I biocarburanti di prima generazione nascono dall’utilizzo di prodotti alimentari come mais e colza. L’Unione europea ha deciso di frenare la produzione di questo tipo di combustibili in favore di biocarburanti più sostenibili come quelli, frutto delle ultime ricerche, ricavati da alghe, rifiuti, paglia e altri tipi di sostanze organiche.

L’impiego dei biocarburanti di seconda generazione porta a ridurre le emissioni di gas serra rispetto ai combustibili fossili senza interferire con la produzione alimentare mondiale. La proposta della Commissione europea punta a intervenire sulla legislazione comunitaria con un deciso cambiamento di rotta.

Limitata fino al 2020, al livello di consumo attuale, ossia al 5 per cento, la quantità di biocarburanti e bioliquidi derivata da colture alimentari che può essere prodotta dagli Stati membri.
Incentivi di mercato, invece, per i biocarburanti di seconda e terza generazione derivati da materie prime che non implicano una domanda supplementare di utilizzo di terreni, come le alghe, la paglia e vari tipi di rifiuti.
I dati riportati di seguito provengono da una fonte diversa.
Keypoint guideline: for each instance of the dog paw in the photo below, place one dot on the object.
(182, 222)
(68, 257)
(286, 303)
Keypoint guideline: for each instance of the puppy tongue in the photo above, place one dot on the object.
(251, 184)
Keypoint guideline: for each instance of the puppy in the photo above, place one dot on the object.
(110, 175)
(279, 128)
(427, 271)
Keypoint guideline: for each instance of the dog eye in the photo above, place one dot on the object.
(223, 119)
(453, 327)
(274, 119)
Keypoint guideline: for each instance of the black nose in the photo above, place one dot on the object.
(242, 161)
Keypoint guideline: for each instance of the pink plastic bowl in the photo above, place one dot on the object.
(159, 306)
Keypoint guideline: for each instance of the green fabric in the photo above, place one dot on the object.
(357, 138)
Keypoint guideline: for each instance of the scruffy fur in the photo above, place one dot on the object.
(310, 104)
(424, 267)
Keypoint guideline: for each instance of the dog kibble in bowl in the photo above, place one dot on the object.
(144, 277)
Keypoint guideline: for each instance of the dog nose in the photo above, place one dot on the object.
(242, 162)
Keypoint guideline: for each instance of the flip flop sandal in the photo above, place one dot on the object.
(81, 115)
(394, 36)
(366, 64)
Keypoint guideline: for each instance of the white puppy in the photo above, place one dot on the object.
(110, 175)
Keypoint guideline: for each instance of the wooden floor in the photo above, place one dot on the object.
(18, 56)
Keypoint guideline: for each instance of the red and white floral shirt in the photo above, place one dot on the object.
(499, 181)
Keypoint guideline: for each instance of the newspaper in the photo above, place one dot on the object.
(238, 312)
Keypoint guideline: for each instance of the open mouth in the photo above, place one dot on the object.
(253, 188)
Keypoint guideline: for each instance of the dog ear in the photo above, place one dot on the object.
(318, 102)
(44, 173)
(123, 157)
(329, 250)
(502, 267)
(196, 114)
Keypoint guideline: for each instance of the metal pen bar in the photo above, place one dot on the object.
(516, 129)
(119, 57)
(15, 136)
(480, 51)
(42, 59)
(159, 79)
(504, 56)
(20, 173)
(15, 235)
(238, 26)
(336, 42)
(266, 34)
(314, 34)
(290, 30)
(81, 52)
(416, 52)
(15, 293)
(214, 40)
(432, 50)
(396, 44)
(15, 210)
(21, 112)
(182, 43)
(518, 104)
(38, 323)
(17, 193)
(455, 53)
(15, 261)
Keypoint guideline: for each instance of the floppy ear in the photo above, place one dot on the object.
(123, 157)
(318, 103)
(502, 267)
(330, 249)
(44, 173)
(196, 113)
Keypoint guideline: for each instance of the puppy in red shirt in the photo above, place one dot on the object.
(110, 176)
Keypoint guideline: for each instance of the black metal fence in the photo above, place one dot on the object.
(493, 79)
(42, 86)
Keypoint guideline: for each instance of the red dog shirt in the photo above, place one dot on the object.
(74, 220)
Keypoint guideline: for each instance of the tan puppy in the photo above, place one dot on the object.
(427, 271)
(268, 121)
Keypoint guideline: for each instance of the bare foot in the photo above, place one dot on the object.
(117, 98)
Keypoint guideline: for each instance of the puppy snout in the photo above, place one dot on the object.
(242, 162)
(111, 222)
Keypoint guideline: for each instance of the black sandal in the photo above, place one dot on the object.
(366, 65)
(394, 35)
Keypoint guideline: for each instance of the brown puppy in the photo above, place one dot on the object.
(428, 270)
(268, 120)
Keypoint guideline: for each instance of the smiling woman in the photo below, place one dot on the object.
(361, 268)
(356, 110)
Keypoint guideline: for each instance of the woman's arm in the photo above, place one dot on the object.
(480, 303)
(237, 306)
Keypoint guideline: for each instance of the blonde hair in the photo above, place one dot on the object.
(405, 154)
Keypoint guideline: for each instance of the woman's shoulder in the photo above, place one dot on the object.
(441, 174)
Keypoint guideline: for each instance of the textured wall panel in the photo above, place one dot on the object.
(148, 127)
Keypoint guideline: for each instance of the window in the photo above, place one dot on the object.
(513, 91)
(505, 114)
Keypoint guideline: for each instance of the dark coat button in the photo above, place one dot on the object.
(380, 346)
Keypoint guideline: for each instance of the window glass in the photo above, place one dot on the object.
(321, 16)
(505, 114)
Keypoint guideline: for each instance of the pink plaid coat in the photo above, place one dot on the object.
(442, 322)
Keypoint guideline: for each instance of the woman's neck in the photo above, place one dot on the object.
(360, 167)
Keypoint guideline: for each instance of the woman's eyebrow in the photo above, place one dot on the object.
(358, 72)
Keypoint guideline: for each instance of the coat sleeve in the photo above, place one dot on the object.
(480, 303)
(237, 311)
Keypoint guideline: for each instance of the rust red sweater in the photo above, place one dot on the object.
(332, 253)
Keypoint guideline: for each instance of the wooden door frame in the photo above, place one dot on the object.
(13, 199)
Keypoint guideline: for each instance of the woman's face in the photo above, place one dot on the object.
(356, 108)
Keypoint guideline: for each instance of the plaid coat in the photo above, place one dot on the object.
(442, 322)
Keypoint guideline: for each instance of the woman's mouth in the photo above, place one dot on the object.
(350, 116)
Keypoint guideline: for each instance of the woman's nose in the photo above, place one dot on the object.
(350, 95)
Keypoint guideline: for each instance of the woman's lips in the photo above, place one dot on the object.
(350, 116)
Soluzioni che, secondo Bruxelles, contribuiranno maggiormente a raggiungere l’obiettivo del 10 per cento di energia rinnovabile nei trasporti, fissato dalla norma.
Per quanto riguarda la direttiva europea sulla qualità dei carburanti, la Commissione europea propone di aumentare al 60 per cento la soglia minima di riduzione dei gas effetto serra per i nuovi impianti.
“L’obiettivo è migliorare l’efficienza dei processi di produzione dei biocarburanti e scoraggiare ulteriori investimenti in impianti che danno scarsi risultati nella riduzione delle emissioni”.
Infine, per la prima volta, sarà preso in considerazione l’impatto della conversione dei terreni a livello mondiale nella valutazione delle prestazioni dei biocarburanti in termini di riduzione delle emissioni.
Questo fattore, chiamato Indirect land use change (Iluc) consente di valutare quanta terra viene sottratta all’ambiente naturale per produrre colture da utilizzare per la produzione di combustibili. E le emissioni di gas serra conseguente a questo tipo di operazione.